Published in the Financial Post on March 2, 2011
By Larry Herman and Finn Poschmann
There's something bizarre and unsettling about the Globalive wireless business. We're not sure how it squares with good telecom policy or with ordinary constitutional principles of peace, order and good government.
Maybe this can be reconciled, but there are conflicting issues.
In 2008, Globalive purchased radio frequency spectrum at auction and proposed to start business as a telecommunications carrier. The Canadian Radio-television and Telecommunications Commission (CRTC) said no -it found that the company was controlled by a non-Canadian. Under the Telecommunications Act, you have to be Canadian-controlled to operate as a telecommunications carrier. The legislation is remarkably clear and blunt.
However, the act also provides that the Governor-in-Council (meaning federal Cabinet) can "vary or rescind" any CRTC decision. Under this authority, Cabinet overturned the CRTC and said that Globalive could get its frequency and its wireless licence. In the eyes of Cabinet, the fact that most of Globalive's equity and almost all of its large debt financing were to come from a non-Canadian firm did not mean that Globalive was controlled by a non-Canadian.
Now, whatever one might think of the merits of this, Cabinet decisions based on statutory wording as clear as that in the Telecommunications Act would seem to put an end to the matter. Not so.
One of Globalive's potential competitors -one who could be negatively affected by having another player in the wireless sandbox -took the government to Federal Court and successfully argued that the Order-in-Council was invalid.

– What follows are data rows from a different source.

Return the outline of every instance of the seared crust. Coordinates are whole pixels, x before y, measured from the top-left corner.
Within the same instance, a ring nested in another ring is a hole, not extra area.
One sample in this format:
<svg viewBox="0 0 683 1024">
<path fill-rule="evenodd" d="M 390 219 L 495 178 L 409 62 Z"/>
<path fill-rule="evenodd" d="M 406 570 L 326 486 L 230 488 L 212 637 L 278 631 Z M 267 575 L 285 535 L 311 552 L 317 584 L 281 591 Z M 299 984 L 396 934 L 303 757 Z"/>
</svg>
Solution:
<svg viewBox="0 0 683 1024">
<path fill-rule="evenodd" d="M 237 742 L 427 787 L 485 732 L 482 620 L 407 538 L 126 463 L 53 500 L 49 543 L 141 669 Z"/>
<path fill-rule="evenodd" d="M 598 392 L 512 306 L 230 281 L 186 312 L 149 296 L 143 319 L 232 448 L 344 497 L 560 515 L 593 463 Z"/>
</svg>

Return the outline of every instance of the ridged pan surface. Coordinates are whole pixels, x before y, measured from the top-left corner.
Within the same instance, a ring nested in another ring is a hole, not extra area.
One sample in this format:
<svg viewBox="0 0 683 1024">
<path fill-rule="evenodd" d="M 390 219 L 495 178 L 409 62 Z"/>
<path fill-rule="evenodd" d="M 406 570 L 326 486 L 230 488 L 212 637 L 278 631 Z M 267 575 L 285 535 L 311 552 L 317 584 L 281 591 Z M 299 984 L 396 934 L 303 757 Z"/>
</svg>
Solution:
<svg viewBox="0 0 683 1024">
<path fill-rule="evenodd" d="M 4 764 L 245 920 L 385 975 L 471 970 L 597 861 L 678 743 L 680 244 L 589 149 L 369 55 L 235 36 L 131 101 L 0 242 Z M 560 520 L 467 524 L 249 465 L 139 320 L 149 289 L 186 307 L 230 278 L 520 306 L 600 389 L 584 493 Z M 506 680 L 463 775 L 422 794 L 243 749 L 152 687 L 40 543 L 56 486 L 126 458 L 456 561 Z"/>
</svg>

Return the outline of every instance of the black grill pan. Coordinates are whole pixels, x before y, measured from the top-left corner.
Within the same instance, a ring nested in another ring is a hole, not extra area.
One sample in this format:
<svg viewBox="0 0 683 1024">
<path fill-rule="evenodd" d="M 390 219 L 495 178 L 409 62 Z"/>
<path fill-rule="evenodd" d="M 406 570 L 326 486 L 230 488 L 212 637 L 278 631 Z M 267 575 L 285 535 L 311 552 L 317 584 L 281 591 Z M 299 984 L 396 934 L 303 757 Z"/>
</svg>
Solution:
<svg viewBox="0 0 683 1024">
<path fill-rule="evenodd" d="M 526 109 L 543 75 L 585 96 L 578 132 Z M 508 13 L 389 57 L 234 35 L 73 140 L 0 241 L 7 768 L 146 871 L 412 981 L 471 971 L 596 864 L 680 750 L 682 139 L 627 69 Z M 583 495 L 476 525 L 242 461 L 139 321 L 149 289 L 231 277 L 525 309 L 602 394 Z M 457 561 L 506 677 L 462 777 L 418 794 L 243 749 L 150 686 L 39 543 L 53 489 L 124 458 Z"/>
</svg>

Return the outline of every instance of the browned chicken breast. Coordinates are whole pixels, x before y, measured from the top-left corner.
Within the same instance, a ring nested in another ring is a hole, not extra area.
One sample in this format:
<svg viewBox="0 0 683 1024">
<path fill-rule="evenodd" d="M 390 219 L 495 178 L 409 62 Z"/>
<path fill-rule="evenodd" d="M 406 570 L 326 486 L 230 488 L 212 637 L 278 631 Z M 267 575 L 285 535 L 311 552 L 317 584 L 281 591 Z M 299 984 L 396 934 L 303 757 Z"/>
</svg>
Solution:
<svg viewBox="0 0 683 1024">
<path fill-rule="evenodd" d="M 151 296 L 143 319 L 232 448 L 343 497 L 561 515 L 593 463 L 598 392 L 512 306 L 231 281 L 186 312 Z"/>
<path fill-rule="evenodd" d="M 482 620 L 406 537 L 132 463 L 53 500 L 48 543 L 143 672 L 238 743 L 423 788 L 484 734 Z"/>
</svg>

In the court's reasoning, Judge Hughes said that the Cabinet's reversal of the CRTC -notwithstanding the clear authority in the act -was based on legal errors that made its order reviewable. While the Cabinet could "vary or rescind" the CRTC decision, without any qualification, the judge found that the Cabinet went awry in explaining the policy objectives behind its decision.
Why does that matter, given that Cabinet had generally satisfied the Telecommunications Act's requirements? The act requires that reasons be given for its decision, and the Cabinet's order said, in finding that Canadian control provisions were satisfied, that "when possible, the Canadian ownership and control requirements should be applied in support of the Canadian telecommunications policy objectives set out in the act." Further, said the order, the act "should be interpreted in a way that ensures that access to foreign capital, technology and experience is encouraged."
Trouble is, the act does not say "when possible." It says that Canadian communications carriers cannot be controlled by non-Canadians.
Moreover, in setting out its policy objectives, the language of the act makes no mention of access to foreign capital and technology. In giving its reasons therefore, said Justice Hughes, Cabinet made a legal error. The decision was invalid, and back to square one.
The Harper government is appealing this and we shall have to await the decision of the Federal Court of Appeal on this critical point of judicial review. Depending on the outcome, the case will likely end up in the Supreme Court of Canada.
As it has unfolded, however, the case has unleashed debate about when and at what point can or should the Courts review policy decisions taken by government, when the government is working within its statutory mandate. The second line of debate is the extent to which the courts may peer into the reasoning of a government decision, and hence to say, at bottom, "not good enough," and substitute a different decision.
In this case, while the government had the clear and unrestricted legal right to "vary or rescind" any CRTC decision, Judge Hughes said the reasons given by the government for doing so went beyond the policy objectives of the legislation. In saying that it wanted to encourage foreign investment in the telecommunications business as a policy objective, he said the federal Cabinet was rewriting the act and usurping the role of Parliament.
At first blush, Justice Hughes seems correct. If Cabinet is permitted to justify any decision, within a legislative framework, on policy objectives that simply do not exist within that legislation, then we edge toward government without law.
This is a difficult legal argument that clearly needs settling. As a matter of policy, however, the government's path is straightforward: If it wants to allow foreign direct investment decisions to be made according to criteria that include greater access to foreign capital and technology -a position that most economists and some trade lawyers would enthusiastically support -it should amend the Telecommunications Act to make that clear.
Larry Herman is an international trade lawyer and counsel at Cassels Brock & Blackwell LLP. Finn Poschmann is Vice-President, Research, at the C.D. Howe Institute.